Hong Kong announced the closures late yesterday, five years after severe acute respiratory syndrome killed 299 people and crippled the city’s economy. The government closely monitors influenza outbreaks, with the airport screening all incoming passengers for signs of fever.
“At this time of the year, it’s a viral soup everywhere,” said Peter Cordingley, the Manila-based spokesman for the World Health Organization’s Western Pacific region. “There is nothing exceptional in what is happening in Hong Kong at the moment.”
Two of the children who died tested positive for influenza A, the Health Department said. It declined to cite influenza as the cause of the deaths. Another two children died after suffering flu-like symptoms, the department said, adding that tests haven’t yet confirmed the presence of influenza A.

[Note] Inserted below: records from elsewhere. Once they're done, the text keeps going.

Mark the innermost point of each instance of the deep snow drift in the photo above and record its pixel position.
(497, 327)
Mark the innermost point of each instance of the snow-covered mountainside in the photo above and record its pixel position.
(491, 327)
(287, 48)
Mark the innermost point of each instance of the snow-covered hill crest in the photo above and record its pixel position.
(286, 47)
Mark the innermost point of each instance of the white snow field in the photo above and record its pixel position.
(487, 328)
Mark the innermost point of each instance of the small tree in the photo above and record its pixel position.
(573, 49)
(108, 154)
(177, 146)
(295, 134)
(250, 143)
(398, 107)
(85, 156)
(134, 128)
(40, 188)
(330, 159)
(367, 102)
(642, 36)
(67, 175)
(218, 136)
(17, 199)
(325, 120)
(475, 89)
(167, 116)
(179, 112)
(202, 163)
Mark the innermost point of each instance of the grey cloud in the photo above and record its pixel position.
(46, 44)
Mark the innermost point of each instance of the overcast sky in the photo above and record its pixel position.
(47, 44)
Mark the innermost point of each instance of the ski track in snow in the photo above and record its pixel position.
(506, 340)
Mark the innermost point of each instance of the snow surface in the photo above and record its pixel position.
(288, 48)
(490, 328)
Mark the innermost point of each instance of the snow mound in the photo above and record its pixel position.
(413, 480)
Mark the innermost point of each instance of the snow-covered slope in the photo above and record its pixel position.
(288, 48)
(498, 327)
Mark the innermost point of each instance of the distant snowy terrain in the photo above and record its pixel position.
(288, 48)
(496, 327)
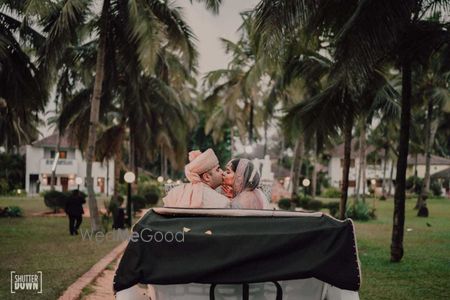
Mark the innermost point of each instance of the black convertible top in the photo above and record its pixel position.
(226, 246)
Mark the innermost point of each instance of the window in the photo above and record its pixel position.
(62, 154)
(49, 179)
(352, 163)
(351, 183)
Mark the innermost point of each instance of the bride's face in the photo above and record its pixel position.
(228, 176)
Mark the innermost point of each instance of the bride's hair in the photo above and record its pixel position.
(251, 176)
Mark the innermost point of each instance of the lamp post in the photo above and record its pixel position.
(248, 149)
(306, 182)
(78, 181)
(129, 178)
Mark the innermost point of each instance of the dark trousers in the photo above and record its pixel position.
(74, 223)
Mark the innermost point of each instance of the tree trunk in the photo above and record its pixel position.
(429, 139)
(94, 117)
(383, 187)
(346, 169)
(391, 178)
(107, 177)
(402, 163)
(232, 141)
(117, 165)
(296, 166)
(362, 136)
(250, 124)
(363, 163)
(132, 160)
(266, 124)
(314, 173)
(53, 178)
(161, 157)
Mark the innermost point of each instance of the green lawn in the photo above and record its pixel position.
(35, 244)
(424, 272)
(32, 244)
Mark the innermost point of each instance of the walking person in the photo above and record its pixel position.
(74, 209)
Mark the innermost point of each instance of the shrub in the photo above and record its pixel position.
(11, 211)
(4, 186)
(332, 192)
(308, 204)
(150, 191)
(55, 199)
(436, 188)
(333, 207)
(139, 202)
(414, 184)
(315, 205)
(360, 211)
(284, 204)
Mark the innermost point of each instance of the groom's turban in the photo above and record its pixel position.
(200, 163)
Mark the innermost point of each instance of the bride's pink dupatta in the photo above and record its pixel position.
(245, 194)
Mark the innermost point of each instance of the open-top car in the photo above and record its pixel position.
(198, 254)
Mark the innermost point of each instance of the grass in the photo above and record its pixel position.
(42, 243)
(32, 244)
(424, 271)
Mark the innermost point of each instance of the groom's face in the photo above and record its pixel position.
(213, 177)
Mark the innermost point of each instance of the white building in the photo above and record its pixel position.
(39, 161)
(375, 167)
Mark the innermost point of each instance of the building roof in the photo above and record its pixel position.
(50, 141)
(338, 151)
(442, 174)
(435, 160)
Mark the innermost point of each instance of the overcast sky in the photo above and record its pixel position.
(209, 28)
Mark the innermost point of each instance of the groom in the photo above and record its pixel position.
(205, 176)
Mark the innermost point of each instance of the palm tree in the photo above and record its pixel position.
(372, 31)
(235, 92)
(433, 89)
(23, 88)
(132, 29)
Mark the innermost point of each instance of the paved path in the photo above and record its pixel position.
(74, 291)
(103, 285)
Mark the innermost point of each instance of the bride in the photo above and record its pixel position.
(240, 184)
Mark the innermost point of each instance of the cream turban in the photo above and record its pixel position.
(191, 194)
(200, 163)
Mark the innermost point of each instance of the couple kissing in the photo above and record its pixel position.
(237, 185)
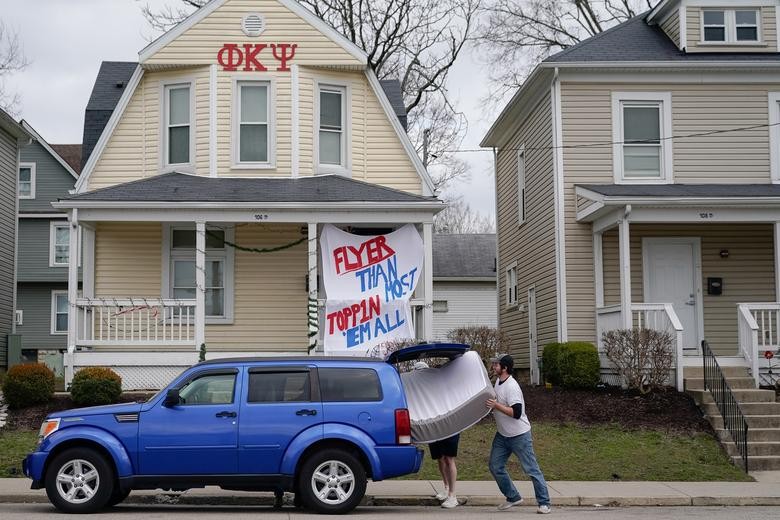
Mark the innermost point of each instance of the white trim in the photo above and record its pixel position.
(165, 86)
(664, 99)
(108, 131)
(32, 166)
(331, 33)
(53, 317)
(345, 90)
(428, 189)
(560, 217)
(270, 84)
(48, 148)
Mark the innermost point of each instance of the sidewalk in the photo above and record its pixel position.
(484, 494)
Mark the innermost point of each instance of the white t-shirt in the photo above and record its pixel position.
(509, 393)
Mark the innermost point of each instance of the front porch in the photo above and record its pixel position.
(701, 268)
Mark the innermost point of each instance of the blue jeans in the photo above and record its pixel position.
(523, 447)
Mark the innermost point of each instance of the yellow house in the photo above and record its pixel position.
(237, 135)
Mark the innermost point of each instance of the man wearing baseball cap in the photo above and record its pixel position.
(513, 436)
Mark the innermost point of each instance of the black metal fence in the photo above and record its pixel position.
(733, 418)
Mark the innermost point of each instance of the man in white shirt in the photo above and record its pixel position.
(513, 436)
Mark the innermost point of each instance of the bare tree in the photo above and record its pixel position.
(458, 217)
(12, 60)
(415, 41)
(518, 34)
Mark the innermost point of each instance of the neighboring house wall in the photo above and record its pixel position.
(768, 30)
(532, 244)
(468, 304)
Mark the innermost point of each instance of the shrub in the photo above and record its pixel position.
(95, 385)
(28, 384)
(643, 357)
(578, 365)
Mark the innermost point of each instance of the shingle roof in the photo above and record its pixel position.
(685, 190)
(464, 256)
(180, 187)
(635, 40)
(109, 85)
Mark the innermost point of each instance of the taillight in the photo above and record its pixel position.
(403, 427)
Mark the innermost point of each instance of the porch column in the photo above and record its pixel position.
(200, 283)
(625, 272)
(313, 309)
(427, 325)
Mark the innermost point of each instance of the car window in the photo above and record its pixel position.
(279, 387)
(349, 384)
(209, 389)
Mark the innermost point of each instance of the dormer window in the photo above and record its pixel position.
(730, 25)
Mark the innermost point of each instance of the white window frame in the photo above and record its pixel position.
(165, 88)
(32, 167)
(730, 26)
(664, 99)
(53, 318)
(511, 270)
(344, 168)
(227, 255)
(521, 188)
(238, 82)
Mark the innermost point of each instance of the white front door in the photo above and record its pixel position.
(670, 276)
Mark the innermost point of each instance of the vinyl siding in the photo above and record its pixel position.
(767, 30)
(468, 303)
(201, 43)
(748, 273)
(531, 245)
(35, 300)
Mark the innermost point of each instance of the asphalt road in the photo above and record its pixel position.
(37, 511)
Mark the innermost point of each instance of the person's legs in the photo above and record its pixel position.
(499, 454)
(523, 447)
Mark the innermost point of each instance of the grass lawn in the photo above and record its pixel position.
(572, 452)
(14, 446)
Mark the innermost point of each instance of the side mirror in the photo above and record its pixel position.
(172, 398)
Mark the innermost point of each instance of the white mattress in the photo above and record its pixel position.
(447, 400)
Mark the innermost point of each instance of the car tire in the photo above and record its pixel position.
(79, 480)
(332, 481)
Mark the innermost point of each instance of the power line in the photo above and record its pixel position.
(606, 144)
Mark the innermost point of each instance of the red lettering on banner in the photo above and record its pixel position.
(370, 252)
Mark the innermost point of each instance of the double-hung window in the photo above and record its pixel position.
(177, 117)
(641, 132)
(331, 129)
(730, 25)
(26, 186)
(253, 124)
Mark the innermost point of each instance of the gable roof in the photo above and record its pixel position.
(464, 256)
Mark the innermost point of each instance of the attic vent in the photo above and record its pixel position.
(253, 24)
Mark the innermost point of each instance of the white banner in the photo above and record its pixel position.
(368, 281)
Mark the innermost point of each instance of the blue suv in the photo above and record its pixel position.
(316, 426)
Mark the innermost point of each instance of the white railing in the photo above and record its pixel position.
(135, 322)
(757, 329)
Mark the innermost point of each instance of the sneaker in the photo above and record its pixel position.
(508, 504)
(450, 502)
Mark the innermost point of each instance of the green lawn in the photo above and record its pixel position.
(571, 452)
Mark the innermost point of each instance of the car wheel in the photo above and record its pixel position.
(79, 480)
(332, 481)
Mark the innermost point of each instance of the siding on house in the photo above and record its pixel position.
(468, 304)
(532, 244)
(767, 30)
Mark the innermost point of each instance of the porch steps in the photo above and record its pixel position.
(761, 410)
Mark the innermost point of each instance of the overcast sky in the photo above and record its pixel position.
(65, 41)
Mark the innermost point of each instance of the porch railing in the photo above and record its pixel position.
(135, 321)
(757, 329)
(733, 419)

China’s government will cooperate with its “Hong Kong counterparts to control this flu incident so it does not spread,” Li Changjiang, head of the General Administration of Quality Supervision, Inspection and Quarantine, told reporters at a press conference in Beijing today. He didn’t say what action China would take.
“Little Drastic”
Closing schools “might be a little drastic, but it’s a reassurance to the community,” Hong Kong Secretary for Food and Health York Chow told reporters today.
The influenza viruses circulating in Hong Kong this year are predominantly type B and a variant of the type A (H3N2) strain that caused epidemics in Australia last year, including the deaths of three children, said John Nicholls, associate professor of pathology at the University of Hong Kong.
In Hong Kong, “there is a large number of kids being infected,” he said. Actual deaths from the disease are still very low, he said in an interview yesterday.
A 7-year-old boy died at the city’s Tuen Mun Hospital and the school closed amid the flu outbreak, state broadcaster Radio Television Hong Kong reported. A 3-year-old and 27-month-old have also died. No common factors between the deaths have been identified at this stage, according to the government.
“High Anxiety”
“If you look back to SARS, you can understand why there is a high level of anxiety in Hong Kong,” WHO’s Cordingley said. “Hong Kong is a very jam-packed-tight type city and it’s the perfect place for transmission lines to thrive.”
The deaths will be investigated to see whether the virus is mutating, Yuen Kwok-yung, a University of Hong Kong professor in microbiology, said at a press conference yesterday.
The Hospital Authority said it has earmarked HK$20 million ($2.6 million) to implement measures up to the end of April to cope with a surge in demand for public hospital services.
Flu outbreaks were confirmed at three primary schools yesterday, the Centre for Health Protection said on its Web site. The outbreak is suspected to have spread to 20 other schools, it said.
Last week, 13 cases were confirmed, still below the peak of 22 recorded during 2007’s flu season, the center, part of the government’s health department, said. Hospital admission rates due to flu among children younger than five years old and the elderly, while rising, are still below those recorded during the peak seasons in the past two years, the center said.
Hong Kong had 140,783 kindergarten and 410,516 primary students the school year ended July 2007, according to the Hong Kong Education Bureau’s Web site. The closures affect children aged between 3 and 11.
Resistant Viruses
The current northern hemisphere flu season is the strongest in four years, and hasn’t been this severe this late in the season in more than 10 years, said Craig Maxwell, a JPMorgan Chase & Co. health-care analyst in London, in a note to clients.
The jump in flu cases is happening because this year’s vaccine is effective against fewer than half the strains infecting people, according to the U.S. Centers for Disease Control and Prevention in Atlanta.
Scientists have also found strains of the H1N1 seasonal flu virus capable of evading Roche Holding AG’s Tamiflu antiviral drug in 20 countries in Europe, North America and Asia-Pacific during the past three months.
The prevalence of resistant viruses ranges from 3 percent in Australia to 66 percent in Norway. In Hong Kong, 11 out of 116 samples from patients infected with the H1N1 virus harbored resistance to the pill, the World Health Organization said in a statement on March 6.